Alla fine dell’anno scorso, Sandrine Bonnaire aveva annunciato di voler sporgere denuncia, accusando la struttura per anziani di aver trascurato la pulizia, la fornitura di carta igienica o addirittura l’idratazione di sua madre. “È stata una negligenza medica a portarla alla morte (…) Mia madre non aveva alcuna malattia, aveva 84 anni”, ha dichiarato l’attrice al giornale Il pariginoaffermando di intervenire “affinché la cura dei nostri anziani cambi”.

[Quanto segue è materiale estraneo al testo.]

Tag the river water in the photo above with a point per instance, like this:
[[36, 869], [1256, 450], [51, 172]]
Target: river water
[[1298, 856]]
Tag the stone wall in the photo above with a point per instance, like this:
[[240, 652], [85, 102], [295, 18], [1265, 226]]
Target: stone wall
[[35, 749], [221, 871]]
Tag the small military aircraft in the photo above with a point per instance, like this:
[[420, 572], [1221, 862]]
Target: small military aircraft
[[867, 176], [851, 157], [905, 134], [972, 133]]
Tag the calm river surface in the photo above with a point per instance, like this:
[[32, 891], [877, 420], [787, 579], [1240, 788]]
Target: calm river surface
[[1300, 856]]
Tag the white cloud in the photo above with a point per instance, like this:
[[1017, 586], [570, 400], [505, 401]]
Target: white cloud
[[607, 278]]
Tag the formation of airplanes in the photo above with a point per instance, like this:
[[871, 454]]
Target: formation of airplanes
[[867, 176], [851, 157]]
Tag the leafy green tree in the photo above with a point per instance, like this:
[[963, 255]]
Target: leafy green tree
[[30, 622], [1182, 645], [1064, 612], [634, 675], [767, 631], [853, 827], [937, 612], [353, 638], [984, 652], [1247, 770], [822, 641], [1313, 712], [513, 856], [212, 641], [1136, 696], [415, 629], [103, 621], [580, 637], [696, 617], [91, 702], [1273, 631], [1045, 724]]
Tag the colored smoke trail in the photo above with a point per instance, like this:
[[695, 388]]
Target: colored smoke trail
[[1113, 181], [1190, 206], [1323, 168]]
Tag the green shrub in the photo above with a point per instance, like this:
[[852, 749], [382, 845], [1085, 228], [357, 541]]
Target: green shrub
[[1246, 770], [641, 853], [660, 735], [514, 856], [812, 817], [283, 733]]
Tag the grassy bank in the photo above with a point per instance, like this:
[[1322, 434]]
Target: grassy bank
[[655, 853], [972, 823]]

“Vergogna al governo che non ha reagito”

“Grazie al sistema giudiziario che ha accolto il nostro caso. È in corso un’indagine”, ha detto domenica, festa della mamma, sul suo account Instagram. “Vergogna per certe case di cura private e pubbliche. Vergogna al governo che non ha reagito o risposto al mio discorso di novembre. »

Secondo il CCAS di Saintes, che gestisce questa casa di cura da 90 posti letto, la madre di Sandrine Bonnaire vi ha risieduto per tre anni prima di essere ricoverata all’ospedale di Saintes, dove è morta il 23 agosto.

“Malfunzionamenti rilevati”

A dicembre, l’Agenzia regionale della sanità (ARS) della Nuova Aquitania affermava che né essa né il Consiglio dipartimentale avevano “ricevuto alcuna relazione su questa situazione”. L’Ars ha tuttavia affermato che stava monitorando lo stabilimento, ispezionato nel 2015 e nel 2022, e che “le disfunzioni riscontrate” erano state “oggetto di miglioramenti notevoli ma insufficienti”.

Questo procedimento giudiziario arriva due anni dopo lo scandalo del gruppo privato di case di riposo Orpea, in seguito al quale l’esecutivo ha annunciato un rafforzamento dei controlli sulle case di riposo, pubbliche e private.